Tweede deel – Hoofdstuk 3
De priester wordt aangehouden voor bezit van alcohol en brengt de nacht door in een overvolle stinkende cel.
Een oude man lag tegen zijn schouder aangeleund. Hij merkte dat het een oude man was, doordat zijn beenderen zo licht als een veertje waren en doordat zijn adem zo zwak en onregelmatig was. In zo’n geval was of het uur van de geboorte nog niet lang geleden of dat van de dood reeds nabij.
De oude man zat in zichzelf te mompelen en de gedachten van de priester dwaalden weer af naar Brigida. De kennis van het kwade huisde in haar ziel als de donkere, onheilspellende plek op een röntgenfoto. Hij verlangde, met een ademloos gevoel in zijn borst, om haar te redden, maar hij kende het oordeel van de chirurg: de kwaal was ongeneselijk.
‘Ik ben zelf een priester’.
Hij had het gevoel dat het einde nu was gekomen; nu hoefde hij dan toch niet langer te hopen.

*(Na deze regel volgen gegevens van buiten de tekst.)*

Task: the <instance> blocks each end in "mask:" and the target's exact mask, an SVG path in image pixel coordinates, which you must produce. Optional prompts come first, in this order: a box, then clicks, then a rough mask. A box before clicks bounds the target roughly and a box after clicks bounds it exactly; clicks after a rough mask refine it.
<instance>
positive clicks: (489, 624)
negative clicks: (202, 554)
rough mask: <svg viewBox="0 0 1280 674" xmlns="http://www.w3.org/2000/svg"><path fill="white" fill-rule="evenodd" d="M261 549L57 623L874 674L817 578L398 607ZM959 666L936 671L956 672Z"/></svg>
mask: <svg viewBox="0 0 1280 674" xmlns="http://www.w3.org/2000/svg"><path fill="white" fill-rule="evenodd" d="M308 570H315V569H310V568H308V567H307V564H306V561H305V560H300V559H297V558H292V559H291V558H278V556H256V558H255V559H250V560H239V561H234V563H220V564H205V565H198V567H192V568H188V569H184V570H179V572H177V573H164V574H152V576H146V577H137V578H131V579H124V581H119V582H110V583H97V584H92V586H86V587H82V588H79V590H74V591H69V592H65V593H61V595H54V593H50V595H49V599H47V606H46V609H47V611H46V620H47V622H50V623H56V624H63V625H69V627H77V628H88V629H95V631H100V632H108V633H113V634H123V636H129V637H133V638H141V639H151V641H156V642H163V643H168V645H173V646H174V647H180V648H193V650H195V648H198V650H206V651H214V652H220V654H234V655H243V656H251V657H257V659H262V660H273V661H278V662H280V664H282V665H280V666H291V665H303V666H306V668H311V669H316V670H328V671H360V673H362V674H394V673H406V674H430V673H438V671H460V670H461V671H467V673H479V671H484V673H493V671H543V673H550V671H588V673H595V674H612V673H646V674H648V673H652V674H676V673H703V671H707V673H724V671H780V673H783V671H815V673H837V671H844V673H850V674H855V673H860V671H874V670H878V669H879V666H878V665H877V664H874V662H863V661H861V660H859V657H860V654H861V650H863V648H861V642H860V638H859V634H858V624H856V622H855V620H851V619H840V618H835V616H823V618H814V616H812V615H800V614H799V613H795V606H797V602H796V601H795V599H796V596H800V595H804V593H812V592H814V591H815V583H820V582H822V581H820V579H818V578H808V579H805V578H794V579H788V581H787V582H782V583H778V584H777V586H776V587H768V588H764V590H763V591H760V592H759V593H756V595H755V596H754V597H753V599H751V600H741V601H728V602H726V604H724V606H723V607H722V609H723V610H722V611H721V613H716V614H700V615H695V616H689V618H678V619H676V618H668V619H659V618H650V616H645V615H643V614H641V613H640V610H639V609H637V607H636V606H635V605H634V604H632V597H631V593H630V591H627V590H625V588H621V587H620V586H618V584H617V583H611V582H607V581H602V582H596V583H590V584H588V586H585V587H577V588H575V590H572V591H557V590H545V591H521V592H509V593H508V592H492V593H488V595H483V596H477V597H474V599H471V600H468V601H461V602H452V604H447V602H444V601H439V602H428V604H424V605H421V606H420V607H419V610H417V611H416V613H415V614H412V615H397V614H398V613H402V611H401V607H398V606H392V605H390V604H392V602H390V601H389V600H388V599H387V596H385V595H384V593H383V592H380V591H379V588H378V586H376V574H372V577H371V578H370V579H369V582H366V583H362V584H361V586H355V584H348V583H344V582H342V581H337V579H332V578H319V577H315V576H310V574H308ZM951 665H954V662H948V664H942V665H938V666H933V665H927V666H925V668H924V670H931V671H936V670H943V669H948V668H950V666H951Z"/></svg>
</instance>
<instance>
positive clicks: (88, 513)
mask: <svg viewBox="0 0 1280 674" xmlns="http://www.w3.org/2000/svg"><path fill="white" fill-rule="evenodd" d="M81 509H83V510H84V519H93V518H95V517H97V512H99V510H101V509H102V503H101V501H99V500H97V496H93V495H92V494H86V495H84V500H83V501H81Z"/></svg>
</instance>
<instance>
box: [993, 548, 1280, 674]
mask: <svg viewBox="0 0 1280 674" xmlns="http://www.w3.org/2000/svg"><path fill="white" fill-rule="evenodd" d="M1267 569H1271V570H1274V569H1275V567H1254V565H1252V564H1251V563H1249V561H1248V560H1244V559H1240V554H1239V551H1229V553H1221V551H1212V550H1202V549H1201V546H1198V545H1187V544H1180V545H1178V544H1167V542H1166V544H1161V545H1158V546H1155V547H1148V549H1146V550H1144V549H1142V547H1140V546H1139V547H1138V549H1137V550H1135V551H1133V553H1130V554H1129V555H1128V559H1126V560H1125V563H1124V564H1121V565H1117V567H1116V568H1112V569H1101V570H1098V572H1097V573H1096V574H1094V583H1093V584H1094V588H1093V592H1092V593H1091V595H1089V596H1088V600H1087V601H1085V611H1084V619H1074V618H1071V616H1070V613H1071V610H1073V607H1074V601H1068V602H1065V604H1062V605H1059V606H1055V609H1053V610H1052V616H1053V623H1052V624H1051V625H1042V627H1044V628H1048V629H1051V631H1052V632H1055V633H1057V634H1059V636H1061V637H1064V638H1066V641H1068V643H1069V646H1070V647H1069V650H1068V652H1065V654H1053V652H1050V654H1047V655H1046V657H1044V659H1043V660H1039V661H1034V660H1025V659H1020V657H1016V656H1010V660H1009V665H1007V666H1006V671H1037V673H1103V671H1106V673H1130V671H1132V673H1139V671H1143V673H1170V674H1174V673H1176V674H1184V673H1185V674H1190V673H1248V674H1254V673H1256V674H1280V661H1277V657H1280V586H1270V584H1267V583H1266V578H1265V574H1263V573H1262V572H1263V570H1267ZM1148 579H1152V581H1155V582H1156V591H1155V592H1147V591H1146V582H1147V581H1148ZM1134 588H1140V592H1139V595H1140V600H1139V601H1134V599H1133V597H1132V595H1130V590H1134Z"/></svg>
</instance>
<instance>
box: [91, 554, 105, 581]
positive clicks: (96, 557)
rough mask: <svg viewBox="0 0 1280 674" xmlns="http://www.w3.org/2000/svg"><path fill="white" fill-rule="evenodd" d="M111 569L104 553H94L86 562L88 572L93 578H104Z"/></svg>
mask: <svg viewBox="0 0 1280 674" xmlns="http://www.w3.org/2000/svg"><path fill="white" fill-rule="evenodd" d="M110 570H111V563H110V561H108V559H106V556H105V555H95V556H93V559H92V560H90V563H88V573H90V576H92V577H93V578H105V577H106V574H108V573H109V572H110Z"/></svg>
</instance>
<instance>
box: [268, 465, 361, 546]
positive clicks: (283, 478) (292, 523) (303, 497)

De jacht, die tien jaar had geduurd, was voorbij. Rondom hem hing een diepe stilte. Deze cel leek heel veel op de wereld in het algemeen; het was er overvol wellust en misdaad en ongelukkige liefde; er hing een walgelijke stank; maar toch besefte hij dat het mogelijk was er vrede te vinden, als je maar zeker wist dat je niet lang meer te leven had.
Plotseling drong het tot hem door dat hij een gezicht kon onderscheiden, en toen nog een; hij was vrijwel vergeten dat het ooit weer dag zou worden, net zoals je dikwijls vergeet dat je een zult sterven.